This plugin allows you to store credentials in Jenkins.
The credentials plugin provides a standardized API for other plugins to store and retrieve different types of credentials. User visible features are:
- A “Manage Credentials” screen on the “Manage Jenkins” screen allowing you to manage system and global credentials.
- If you are using Jenkins security, when you go to “Users” / your username / “Configure” you would see the option to manage personal credentials.
- Anywhere those credentials are needed, there is a drop down list of the appropriate available credentials, and you just select the appropriate one.
- When the time comes to change the password, you just change it once.
And that is about it, from the end-user's perspective. A single point for managing each credential. Change it in one place and you are done.
As of version 1.5, the plugin now supports categorising credentials into different "domains" in order to allow plugins to restrict the choice of credentials to only those that are appropriate.
For example, you may use the same username with a different password on multiple services. e.g. Wile E Coyote may have an account with Acme Industries, Jenkins CI, etc. in each case using the same username but a different password.
If you need to select the credentials to use when connecting to a service, it can be difficult to ensure that you select the correct one. Selecting the wrong one may mean that the incorrect password triggers a service lockout.
Credential Domains are a solution to help with this problem.
When a plugin is asking for a list of credentials, it can add some specifications about where and how the credential will be used. If we configure the following Credential Domain:
And we are trying to make an update to the Acme wiki (e.g. https://wiki.acme.com) then the plugin asking for credentials can say that it is looking for username/password credentials and it needs ones that support the https URI scheme, the hostname is wiki.acme.com and the port is 443. The credentials plugin will compare each credential domain's specification against the requirements and exclude any which do not match. Thus the user would be presented with the appropriate and relevant set of credentials.
When creating credential domains, it is important to note that domains are excluded based on requirements failing to match the specification. Thus if there is a specification for a specific URI scheme and the requirements do not detail a specific URI scheme then the credential domain is still considered to be a match. The logic is necessary to be this way in order to both allow existing plugins to retrieve credentials from within domains (even if they do not construct and supply a list of domain requirements) and also with the principle of allowing the user to be in control, i.e. the user can still select a credential if there is a possibility that the credential might apply, only where we know the credential is not appropriate do we exclude the domain.

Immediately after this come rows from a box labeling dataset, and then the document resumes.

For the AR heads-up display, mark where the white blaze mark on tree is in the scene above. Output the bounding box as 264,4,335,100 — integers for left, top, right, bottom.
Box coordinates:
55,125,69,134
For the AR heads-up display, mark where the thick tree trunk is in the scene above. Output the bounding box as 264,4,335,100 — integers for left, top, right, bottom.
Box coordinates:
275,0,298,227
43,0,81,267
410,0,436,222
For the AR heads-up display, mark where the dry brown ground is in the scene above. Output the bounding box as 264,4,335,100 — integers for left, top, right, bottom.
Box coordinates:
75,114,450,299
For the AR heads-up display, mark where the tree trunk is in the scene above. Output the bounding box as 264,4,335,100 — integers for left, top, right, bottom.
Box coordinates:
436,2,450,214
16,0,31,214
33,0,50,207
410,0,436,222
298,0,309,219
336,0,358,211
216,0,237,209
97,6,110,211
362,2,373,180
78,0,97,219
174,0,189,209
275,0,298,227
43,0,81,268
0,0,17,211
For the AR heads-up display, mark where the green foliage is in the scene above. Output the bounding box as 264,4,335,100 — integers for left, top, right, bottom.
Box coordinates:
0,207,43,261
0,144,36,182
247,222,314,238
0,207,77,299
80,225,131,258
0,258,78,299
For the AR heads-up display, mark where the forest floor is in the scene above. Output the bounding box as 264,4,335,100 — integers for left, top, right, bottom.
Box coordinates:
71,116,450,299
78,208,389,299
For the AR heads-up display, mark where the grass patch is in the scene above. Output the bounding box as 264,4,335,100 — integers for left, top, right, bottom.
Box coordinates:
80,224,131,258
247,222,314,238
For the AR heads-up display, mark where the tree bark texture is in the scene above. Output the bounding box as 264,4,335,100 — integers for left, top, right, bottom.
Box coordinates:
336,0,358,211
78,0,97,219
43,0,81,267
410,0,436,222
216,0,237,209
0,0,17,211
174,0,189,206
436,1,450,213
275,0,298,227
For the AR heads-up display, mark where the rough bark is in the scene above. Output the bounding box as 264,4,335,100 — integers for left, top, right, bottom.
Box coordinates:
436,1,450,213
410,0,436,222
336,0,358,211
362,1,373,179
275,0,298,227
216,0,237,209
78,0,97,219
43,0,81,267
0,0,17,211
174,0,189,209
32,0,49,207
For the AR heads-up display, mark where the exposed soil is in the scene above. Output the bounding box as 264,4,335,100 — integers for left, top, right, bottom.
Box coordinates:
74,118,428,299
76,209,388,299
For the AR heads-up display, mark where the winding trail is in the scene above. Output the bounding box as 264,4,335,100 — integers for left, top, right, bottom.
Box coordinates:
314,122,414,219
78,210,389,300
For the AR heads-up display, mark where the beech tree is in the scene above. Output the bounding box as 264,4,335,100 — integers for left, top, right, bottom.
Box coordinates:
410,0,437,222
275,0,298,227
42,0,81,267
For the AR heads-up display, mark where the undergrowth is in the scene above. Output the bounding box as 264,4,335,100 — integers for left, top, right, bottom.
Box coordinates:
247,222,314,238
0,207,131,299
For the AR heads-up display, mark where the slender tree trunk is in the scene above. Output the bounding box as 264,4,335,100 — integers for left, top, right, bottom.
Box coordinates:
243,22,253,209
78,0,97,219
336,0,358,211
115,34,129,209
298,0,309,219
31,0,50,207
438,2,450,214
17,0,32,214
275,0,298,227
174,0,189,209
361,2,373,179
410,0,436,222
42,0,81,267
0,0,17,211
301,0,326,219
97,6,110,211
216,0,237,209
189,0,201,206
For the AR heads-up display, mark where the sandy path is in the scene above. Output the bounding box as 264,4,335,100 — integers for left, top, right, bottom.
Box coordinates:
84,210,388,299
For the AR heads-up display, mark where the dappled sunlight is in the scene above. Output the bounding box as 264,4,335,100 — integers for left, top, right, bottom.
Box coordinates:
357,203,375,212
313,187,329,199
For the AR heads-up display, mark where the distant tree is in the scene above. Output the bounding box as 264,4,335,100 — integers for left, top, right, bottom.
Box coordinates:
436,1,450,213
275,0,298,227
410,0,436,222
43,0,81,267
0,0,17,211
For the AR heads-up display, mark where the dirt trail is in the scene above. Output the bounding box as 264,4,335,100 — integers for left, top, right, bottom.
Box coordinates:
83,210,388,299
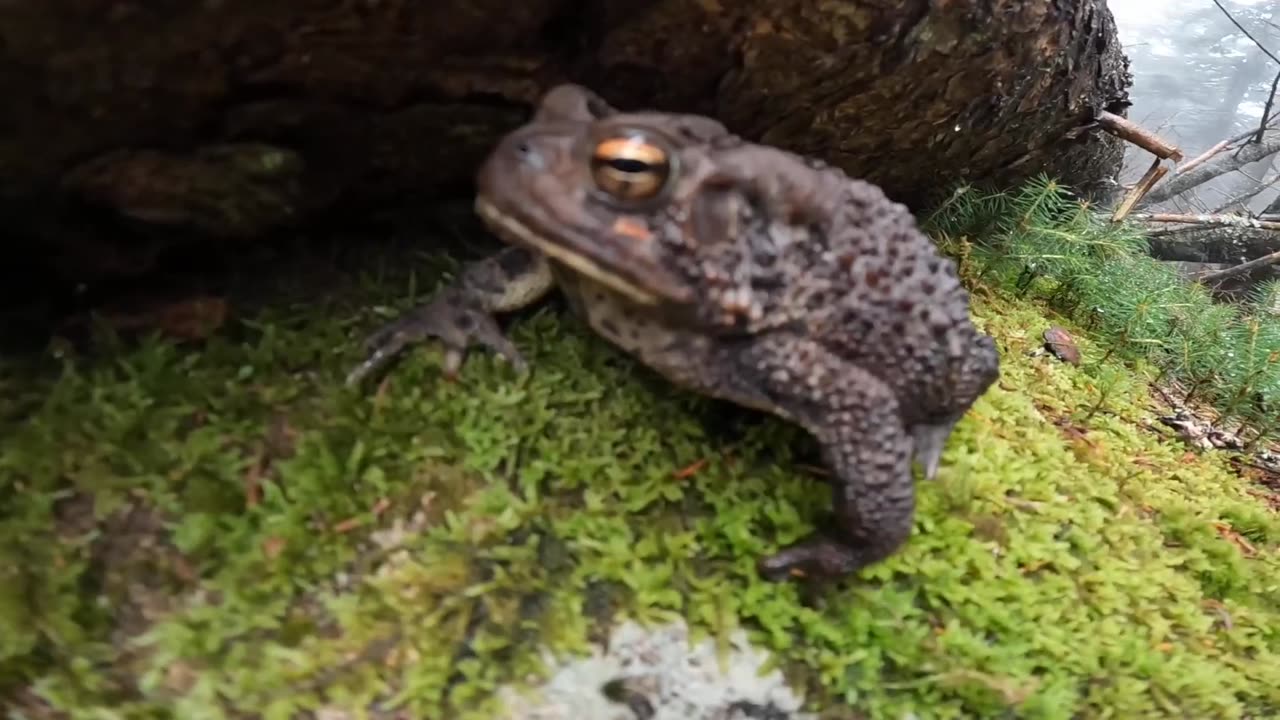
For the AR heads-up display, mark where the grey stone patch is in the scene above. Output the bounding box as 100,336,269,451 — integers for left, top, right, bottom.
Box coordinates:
499,621,817,720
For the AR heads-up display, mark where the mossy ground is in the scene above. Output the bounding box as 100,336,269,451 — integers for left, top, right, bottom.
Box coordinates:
0,221,1280,719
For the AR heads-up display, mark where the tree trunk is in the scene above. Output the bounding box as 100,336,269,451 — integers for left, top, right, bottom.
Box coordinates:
0,0,1132,285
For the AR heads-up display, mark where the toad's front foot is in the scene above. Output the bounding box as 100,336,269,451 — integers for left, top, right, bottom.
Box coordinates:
347,287,527,387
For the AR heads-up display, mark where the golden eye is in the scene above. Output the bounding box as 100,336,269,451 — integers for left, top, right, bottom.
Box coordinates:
591,135,671,200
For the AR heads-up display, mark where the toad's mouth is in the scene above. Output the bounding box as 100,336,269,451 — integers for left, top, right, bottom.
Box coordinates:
475,196,690,305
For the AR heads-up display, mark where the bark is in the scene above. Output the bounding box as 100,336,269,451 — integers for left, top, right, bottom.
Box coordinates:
0,0,1132,283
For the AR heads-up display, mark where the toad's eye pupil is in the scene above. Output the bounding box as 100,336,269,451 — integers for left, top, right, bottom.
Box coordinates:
608,158,653,173
591,135,672,201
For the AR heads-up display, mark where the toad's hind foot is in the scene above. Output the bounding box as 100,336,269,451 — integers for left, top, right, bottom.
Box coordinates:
758,341,921,580
347,288,527,386
756,530,909,582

Information for Plugin Developers
The credentials plugin provides two main extension points:
- Credentials - a base class for all Credentials types managed by the credentials plugin. Most plugin authors will just want to subclass this type to define what they need to store in the credential type... better yet, if you can find an existing Credentials subclass that stores your credentials. So, for example, if somebody created a ssh-credentials plugin that just defines a SshCredentials class, then anyone needing ssh credentials could just depend on that... [Note that careful use of readResolve can allow this to be introduced after the fact]
- CredentialsProvider - an extension point for something that can provide credentials. For example, the CloudBees Folders plugin uses this extension point to provide folder scoped credentials, so that the credentials are only available to jobs within the folder.
When you need to get back some credentials you just callCredentialsProvider.lookupCredentials(type,item,auth,domainRequirements) to retrieve the appropriate credentials.
The type parameter is the class of credentials you want to retrieve.
The item parameter is the job you want to retrieve the credentials for, but this could also be the Jenkins instance itself; e.g., if getting the email credentials when Jenkins is sending emails, if getting the ssh credentials for Jenkins to start a slave node with, etc.
The auth parameter is the authentication that is requesting the credentials. In general this will be ACL.SYSTEM but, for example, the version 2.0 of the CloudBees Deployer plugin adds a “Deploy Now” action which allows a user to use their own user-scoped credentials to deploy an already built web application to their own RUN servlet container instance (useful for testing older builds to see if you have a valid test case for that bug).
The domainRequirements parameter is the list of requirements against which domain specifications will be verified when retrieving credentials.